John Thwaites – Only 0.02% of Melbourne’s catchments are logged each year.

Sarah Rees – Over the last 30 years, one third of the catchment has been logged. But more importantly, logging has been concentrated in the high rainfall part of the catchment, where the tall ash forests grow and where 70% of the rain falls. Thwaites is using measurements based on 1960’s rainfall levels. The 60s were one of the wettest decades in the last 100 years. We are now in the driest decade on record. Logging in a high rainfall period has less water impacts than during drought.

JT – We know young trees suck up more water, we are now recalculating the effect of this.

SR – They already have 50 years worth of studies on this topic to prove that logging dries out water catchments. The ‘science’ that this government uses to justify logging has been wrong for a decade.

JT – I am satisfied that the amount of water lost due to logging is modest.

SR – ‘Modest’ might be correct when catchment dams are 80% full, during a high rainfall era 40 years ago.

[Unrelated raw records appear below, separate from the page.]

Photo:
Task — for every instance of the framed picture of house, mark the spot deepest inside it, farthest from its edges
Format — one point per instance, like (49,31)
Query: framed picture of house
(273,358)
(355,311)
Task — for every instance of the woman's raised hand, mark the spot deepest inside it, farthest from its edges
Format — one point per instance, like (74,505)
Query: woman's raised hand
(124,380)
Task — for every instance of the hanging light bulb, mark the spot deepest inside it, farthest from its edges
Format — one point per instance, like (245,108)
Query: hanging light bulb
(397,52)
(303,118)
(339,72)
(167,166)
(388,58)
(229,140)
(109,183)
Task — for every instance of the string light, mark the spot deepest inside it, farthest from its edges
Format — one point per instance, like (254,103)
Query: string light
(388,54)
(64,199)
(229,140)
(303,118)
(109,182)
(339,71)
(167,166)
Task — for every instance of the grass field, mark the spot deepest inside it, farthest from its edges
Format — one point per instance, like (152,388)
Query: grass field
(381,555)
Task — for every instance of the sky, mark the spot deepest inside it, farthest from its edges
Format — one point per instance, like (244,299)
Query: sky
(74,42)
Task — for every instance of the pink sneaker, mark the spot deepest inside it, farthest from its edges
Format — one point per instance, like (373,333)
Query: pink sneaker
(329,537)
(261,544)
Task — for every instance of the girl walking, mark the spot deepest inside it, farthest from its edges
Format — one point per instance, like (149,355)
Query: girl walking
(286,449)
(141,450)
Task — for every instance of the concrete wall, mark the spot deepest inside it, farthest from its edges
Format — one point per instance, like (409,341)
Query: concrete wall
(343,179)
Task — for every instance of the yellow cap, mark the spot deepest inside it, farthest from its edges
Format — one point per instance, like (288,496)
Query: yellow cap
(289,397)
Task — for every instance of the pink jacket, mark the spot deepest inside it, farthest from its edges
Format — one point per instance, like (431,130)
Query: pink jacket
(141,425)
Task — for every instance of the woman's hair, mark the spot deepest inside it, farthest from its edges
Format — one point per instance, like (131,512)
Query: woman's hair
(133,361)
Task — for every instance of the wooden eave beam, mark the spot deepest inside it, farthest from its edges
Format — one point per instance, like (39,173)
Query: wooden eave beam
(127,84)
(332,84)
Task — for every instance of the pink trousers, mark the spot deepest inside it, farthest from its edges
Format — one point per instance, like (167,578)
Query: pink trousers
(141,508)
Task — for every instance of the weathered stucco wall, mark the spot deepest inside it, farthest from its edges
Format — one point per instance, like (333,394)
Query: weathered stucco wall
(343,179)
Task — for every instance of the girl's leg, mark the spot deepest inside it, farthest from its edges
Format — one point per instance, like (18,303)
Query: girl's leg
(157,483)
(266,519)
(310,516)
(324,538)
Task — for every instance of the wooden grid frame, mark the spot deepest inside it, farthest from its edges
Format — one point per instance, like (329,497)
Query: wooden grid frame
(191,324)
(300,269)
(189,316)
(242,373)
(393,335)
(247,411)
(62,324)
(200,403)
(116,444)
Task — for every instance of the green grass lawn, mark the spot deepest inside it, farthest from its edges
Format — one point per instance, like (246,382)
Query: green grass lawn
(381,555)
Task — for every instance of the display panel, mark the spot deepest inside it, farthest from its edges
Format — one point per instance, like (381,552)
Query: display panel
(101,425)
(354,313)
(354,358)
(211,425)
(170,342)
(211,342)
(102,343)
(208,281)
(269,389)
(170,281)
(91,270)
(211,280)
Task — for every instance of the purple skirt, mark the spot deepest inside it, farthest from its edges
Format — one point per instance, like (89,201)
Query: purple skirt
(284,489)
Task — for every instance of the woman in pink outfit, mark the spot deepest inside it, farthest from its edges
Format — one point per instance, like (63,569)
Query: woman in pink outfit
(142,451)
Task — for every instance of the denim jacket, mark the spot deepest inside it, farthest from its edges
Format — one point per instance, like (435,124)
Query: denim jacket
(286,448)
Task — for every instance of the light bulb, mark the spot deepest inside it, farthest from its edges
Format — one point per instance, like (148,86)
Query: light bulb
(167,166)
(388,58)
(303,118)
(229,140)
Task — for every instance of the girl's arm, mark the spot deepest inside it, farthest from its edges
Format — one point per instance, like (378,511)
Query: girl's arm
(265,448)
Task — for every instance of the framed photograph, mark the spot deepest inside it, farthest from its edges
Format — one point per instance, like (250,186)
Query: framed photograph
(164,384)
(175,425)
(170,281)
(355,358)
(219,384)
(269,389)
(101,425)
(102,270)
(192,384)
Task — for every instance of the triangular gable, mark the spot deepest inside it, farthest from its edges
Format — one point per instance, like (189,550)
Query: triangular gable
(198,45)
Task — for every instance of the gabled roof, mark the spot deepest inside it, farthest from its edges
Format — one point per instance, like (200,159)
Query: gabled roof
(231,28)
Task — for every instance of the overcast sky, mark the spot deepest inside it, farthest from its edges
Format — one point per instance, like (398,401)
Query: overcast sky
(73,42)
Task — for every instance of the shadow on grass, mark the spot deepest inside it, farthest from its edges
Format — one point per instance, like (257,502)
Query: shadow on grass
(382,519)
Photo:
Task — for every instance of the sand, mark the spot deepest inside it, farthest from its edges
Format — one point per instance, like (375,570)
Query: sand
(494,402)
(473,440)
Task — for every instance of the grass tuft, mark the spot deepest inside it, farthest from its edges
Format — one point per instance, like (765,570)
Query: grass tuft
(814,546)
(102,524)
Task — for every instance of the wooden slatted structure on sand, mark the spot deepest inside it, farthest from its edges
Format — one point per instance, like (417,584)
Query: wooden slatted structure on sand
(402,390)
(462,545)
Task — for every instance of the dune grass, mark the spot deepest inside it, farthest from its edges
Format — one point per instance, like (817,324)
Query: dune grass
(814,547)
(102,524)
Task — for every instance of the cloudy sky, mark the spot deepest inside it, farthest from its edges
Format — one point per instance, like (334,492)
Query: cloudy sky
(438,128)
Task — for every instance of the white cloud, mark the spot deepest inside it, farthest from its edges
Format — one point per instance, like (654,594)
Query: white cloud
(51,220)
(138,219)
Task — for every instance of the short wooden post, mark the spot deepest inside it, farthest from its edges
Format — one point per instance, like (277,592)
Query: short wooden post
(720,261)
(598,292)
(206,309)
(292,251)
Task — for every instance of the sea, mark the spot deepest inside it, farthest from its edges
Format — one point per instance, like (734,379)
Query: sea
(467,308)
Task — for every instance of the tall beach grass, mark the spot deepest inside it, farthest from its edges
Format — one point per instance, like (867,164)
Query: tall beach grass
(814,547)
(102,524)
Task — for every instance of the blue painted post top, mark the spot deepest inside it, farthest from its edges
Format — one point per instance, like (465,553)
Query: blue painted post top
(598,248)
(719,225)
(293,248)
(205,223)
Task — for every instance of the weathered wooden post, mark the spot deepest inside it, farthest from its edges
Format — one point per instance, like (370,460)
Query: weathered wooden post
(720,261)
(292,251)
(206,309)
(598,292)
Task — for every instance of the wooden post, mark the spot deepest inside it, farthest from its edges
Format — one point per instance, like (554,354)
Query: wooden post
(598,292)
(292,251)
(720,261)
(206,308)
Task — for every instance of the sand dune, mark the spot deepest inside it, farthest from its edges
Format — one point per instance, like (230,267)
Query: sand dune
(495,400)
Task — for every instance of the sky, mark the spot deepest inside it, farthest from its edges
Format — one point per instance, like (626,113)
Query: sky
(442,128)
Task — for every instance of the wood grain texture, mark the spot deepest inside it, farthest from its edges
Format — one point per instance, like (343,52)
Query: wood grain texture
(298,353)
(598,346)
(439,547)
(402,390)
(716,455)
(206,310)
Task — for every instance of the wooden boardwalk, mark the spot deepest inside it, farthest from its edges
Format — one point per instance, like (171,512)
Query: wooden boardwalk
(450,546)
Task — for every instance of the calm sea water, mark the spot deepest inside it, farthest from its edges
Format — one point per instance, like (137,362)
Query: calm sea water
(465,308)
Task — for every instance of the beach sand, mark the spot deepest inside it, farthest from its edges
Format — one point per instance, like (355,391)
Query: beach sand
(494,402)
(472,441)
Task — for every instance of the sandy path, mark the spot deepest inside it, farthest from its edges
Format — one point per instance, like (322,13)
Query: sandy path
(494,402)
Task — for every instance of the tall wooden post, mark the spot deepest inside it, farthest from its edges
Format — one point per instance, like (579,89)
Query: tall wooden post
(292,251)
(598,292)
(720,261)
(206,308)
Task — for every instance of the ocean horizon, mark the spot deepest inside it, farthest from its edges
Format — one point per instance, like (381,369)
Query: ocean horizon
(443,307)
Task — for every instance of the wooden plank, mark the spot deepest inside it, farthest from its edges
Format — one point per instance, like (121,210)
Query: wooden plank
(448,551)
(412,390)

The term ‘high risk’ is more correct during our current conditions when dams are only 18% full, as there is so little runoff to make it to our dams.

JT – There is dispute over the effect of logging in catchments, but I believe the balance is right.

SR – The financial ‘balance’ sees $1.8 million in royalties go to the government for allowing logging of the Thomson while it loses $20 million worth of water due to that logging.

The ecological ‘balance’ sees species being tipped over the edge – “we are now experiencing localised extinctions of flagship species in the Thomson” – DSE 2007.

Maybe he means that the 20 billion litres of clean water lost through logging is balanced by taking 21 billion litres from the Tarago Dam each year (after spending $60 million to make it potable).

In 2002/3 the evidence of water loss due to logging in Melbourne’s water catchment was indisputable. Since then around 750 hectares of high rainfall forest has been logged and around 80,000 million litres of water lost. In response, our environment minister has decided to do more studies that will take more than five years.

John Thwaites made these statements at a public forum held by Labor (Bob Stensholt & Anna Burke) in Ashburton on “Climate Change and Water” 16th May ‘07.